U.S.-based personal computer manufacturer Dell (NASDAQ:DELL) has had a sweet ride since Michael Dell founded the company in 1984 from his college dorm room. That is, up until the last twelve months. During the last three quarters of 2012 Dell shares tumbled from just above $16.85 to $8.69 as the company seemed to have lost its way. The stock has recovered since December 2012 to close at $14.32 at 29 March.
Michael Dell clearly understands that his company has failed most recently to keep up with consumer demands for pads, notebooks, and tablets. This strategic error caused Dell revenues to drop by $5 billion last year. Even more than that, Mr. Dell had already discovered that there is a downside to being the founder of a company that has gone public. Suddenly, the founder’s creative vision becomes secondary to pleasing the shareholders. The more creative and visionary the founder, the less likely he will feel comfortable dealing with the issues of a company gone public.

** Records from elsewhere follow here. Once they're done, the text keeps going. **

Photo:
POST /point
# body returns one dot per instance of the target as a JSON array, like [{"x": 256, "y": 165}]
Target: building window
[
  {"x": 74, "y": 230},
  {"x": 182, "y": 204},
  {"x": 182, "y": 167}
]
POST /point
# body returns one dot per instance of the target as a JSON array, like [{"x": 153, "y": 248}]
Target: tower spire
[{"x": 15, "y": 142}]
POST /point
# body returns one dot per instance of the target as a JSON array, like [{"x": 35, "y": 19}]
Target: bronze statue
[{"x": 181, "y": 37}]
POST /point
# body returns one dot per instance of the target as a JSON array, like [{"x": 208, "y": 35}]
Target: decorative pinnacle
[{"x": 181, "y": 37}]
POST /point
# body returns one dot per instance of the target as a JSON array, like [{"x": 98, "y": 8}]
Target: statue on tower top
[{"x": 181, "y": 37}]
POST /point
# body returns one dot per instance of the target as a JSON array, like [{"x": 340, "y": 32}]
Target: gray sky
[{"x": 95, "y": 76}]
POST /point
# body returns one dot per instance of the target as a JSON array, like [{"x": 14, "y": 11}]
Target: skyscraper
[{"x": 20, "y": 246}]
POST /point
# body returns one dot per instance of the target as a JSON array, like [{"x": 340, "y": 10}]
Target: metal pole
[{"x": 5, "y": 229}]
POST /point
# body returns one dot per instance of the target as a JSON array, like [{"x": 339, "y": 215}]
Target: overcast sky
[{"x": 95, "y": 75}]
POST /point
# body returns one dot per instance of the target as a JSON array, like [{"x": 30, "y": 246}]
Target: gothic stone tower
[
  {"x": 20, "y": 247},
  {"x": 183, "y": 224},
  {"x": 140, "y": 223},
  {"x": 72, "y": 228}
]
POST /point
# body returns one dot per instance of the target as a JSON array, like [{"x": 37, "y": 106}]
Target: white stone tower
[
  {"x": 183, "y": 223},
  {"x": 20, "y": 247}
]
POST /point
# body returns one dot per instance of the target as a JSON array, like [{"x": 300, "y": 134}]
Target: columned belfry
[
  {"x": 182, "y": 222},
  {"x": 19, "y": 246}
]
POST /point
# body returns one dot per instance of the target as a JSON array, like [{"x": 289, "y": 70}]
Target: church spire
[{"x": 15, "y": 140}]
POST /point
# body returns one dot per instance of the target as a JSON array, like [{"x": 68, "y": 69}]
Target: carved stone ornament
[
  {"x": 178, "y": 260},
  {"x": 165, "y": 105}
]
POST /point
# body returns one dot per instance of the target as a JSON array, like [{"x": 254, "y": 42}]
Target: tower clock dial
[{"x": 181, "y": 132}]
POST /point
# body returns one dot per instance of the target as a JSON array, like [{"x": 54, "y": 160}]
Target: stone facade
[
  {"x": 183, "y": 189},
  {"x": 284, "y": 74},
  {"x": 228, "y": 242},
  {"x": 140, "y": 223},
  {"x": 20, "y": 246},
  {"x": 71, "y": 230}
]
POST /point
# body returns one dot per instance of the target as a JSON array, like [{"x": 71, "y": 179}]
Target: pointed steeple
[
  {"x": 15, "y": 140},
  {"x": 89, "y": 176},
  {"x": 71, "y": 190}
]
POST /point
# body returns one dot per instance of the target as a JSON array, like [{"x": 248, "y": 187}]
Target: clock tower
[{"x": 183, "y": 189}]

With this realization in mind, Michael, holder of 16% of the company’s outstanding shares, devised a plan in conjunction with Silver Lake Management LLC to buy the company back to private ownership. Their $13.65 per share offer would be “the largest leveraged buyout since the financial crisis.” But rather than chasing the pads and pods market, Michael’s plan has been to reconfigure Dell as a provider of corporate data center hardware and software.
Mr. Dell’s offer, however, opened up interest and bidding from other outside sources, specifically, the Blackstone Group LP and billionaire investor Carl Icahn. Blackstone’s offer is said to be in excess of $14.25 per share. Icahn has offered $15.00 per share for 58.1% of the stock. Both offers would keep some shares publicly traded.
Despite the disparity in the offers, rumors are that Dell’s board will issue a proxy statement soon that favors Michael’s private equity offer. Having said that, Michael has met privately with Blackstone representatives in the last several days. Blackstone has publicly stated that it would “expect and encourage” Michael to remain with the company, but it is also known that they have been in contact with other executives who could replace Mr. Dell. Regardless of promises made up front, CEOs often find themselves on the outside looking in within relatively short periods of time. It’s almost certain that when Carl Icahn owns a majority interest, he will be the go-to guy and he will have his people run the show.
The essence of the matter is that Michael Dell is not trying to sell his company. He is trying to regain control of it and get rid of the hassles that come with public ownership. That is a horse of a much different color than a sale. If Dell’s board still believes in Michael and his vision, it’s unlikely that the company will go to the highest bidder.
Michael Dell birthed his company. He does not want to sell it into indentured servitude. He wants to bring it home. We should soon see what is to be.